KEIR RADNEDGE REPORTS: The controversial FIFA World Football Museum is finally showing signs of turning the corner.
The museum was a pet project of disgraced former FIFA president Sepp Blatter but the cost and low visitor numbers prompted a review of its existence ordered by successor Gianni Infantin.
The complication of the building contracts was one reason why FIFA decided to keeo the museum alive although that meant some ruthless scaling back in terms of cost and staffing.
Now the museum has reported an increase un visitor numbers for a second successive year, up to 161,700, while a further 33,600 attended Museum’s special exhibitions held abroad in 2019.
Managing director Marco Fazzone said: “We are delighted to have achieved the aim that we set ourselves two years ago, sustainably increasing the number of visitors that we receive in Zurich by realistic increments from year to year.
“When you consider that around 50% of our visitors are international, we have lived up to our goal to become a prominent tourist attraction for Zurich.”
The year 2019 also saw the 500,000th visitor through the doors in Zurich since the Museum was opened.
Between 28 February 2016 and 31 December 2019, 655,600 visitors came to see the exhibitions and events, both at the FIFA World Football Museum and around the world – 527,800 in Zurich and 127,800 abroad.

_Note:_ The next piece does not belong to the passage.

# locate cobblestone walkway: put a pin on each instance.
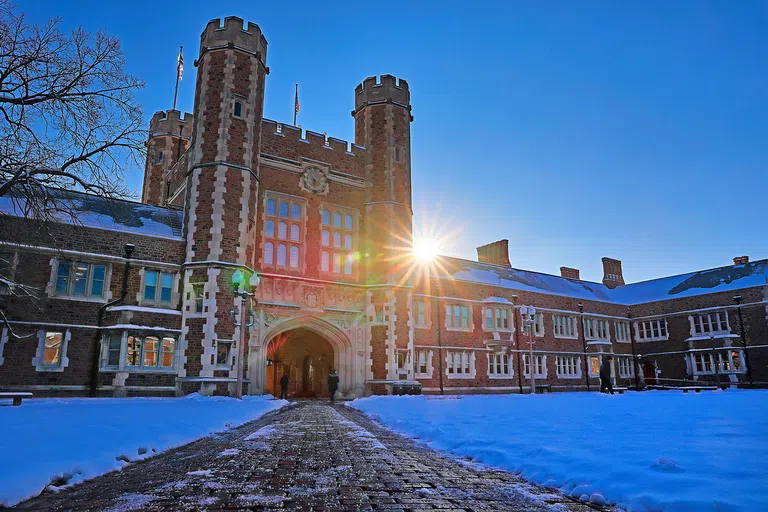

Special exhibitions outside Zurich included a one-off special about the Women’s World Cup. Then, to tie in with The Best FIFA Football Awards, the Gallerie d’Italia in Milan stagded The Winner’s Trophies, a week-long special exhibition.
Fazzone said: “Our exhibitions in Zurich and Paris helped to promote women’s football in 2019, and through our new acquisitions to the Museum’s collection we will continue build a greater awareness of the history of the women’s game.”